SP sendiri membeberkan sebanyak 1.100 karyawan Indofarma belum menerima upah penuh sejak awal tahun. Sementara, ada sekitar 400 eks karyawan yang dimaksud tak mendapat hak pesangon, pensiunan, hingga santunan kematian.
“Kalau pemerintah ini memberikan perhatian khusus dapat mempercepat, kita juga gak tahu. Tapi harapan kami bicara tentang hak-hak kami, yang tersebut pertama mampu dibayarkan,” paparnya.
“Yang kedua pendapatan mampu dinormalkan, artinya sampai sekarang dari awal tahun kami tidak ada mendapatkan pendapatan yang mana penuh. Dan yang mana telah pensiun kan belum dibayarkan juga telah hampir dua tahun,” lanjut dia.

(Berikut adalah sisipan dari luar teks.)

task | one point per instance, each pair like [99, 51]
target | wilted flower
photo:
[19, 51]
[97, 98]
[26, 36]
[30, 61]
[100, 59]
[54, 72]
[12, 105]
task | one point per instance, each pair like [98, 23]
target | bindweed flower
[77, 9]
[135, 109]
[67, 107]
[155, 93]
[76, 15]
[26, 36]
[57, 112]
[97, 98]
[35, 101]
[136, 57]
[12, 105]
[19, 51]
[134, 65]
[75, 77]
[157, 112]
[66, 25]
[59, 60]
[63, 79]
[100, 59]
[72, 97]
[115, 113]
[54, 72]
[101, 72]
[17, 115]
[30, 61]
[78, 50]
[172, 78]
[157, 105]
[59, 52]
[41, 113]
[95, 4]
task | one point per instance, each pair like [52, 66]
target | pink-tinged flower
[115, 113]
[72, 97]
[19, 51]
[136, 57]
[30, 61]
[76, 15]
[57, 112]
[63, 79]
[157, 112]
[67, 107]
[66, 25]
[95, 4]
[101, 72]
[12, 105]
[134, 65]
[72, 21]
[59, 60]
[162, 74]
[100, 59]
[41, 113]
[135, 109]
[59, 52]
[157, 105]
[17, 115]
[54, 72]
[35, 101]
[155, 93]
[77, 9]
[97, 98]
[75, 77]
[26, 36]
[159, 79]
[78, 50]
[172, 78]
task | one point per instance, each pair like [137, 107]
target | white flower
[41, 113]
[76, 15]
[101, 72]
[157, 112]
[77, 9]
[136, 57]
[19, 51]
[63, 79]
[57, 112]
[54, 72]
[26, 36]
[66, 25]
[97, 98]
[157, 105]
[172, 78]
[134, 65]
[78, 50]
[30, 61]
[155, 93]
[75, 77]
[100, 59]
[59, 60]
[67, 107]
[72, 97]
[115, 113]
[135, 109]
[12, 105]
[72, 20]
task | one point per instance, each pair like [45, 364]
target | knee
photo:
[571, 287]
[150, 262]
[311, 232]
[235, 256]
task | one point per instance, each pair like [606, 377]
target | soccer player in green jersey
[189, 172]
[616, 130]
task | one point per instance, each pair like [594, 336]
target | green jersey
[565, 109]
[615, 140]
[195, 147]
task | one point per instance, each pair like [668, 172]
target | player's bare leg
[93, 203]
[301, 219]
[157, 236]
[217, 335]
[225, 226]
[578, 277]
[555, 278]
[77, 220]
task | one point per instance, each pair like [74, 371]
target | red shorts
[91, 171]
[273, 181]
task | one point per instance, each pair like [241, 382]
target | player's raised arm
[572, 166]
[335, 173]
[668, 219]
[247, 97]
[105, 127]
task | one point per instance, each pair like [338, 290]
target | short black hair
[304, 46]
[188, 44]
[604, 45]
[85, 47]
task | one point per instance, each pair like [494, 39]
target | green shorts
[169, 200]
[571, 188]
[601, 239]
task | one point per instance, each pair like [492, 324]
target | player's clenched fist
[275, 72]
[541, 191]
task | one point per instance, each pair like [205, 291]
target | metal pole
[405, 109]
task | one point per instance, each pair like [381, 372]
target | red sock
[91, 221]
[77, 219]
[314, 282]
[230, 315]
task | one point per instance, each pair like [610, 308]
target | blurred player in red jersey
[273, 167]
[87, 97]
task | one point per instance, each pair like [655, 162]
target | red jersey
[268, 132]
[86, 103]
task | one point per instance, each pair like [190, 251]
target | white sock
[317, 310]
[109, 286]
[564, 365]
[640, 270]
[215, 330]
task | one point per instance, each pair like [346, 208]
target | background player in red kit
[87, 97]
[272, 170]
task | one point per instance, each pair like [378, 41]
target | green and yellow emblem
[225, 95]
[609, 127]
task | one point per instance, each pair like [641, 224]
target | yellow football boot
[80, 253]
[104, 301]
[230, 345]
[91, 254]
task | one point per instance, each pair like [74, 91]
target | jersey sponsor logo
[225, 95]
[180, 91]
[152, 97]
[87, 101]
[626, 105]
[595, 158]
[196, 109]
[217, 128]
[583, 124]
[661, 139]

Dikarenakan persoalan hukum dugaan korupsi yang digunakan melilit Indofarma, perusahaan tak mampu memenuhi hak karyawan. Meidawati menyebut, ada beberapa karyawan yang dimaksud mengalami pemotongan pendapatan hingga 50 persen.
“50-90 persen itu yang mana diterima dari Januari sampai Agustus. Sampai tanggal ini September juga belum gajian. Artinya sejak Januari sampai September kami tak menerima upah secara full. Ada juga tunjangan-tunjangan yang belum dibayarkan,” ucap Meidawati.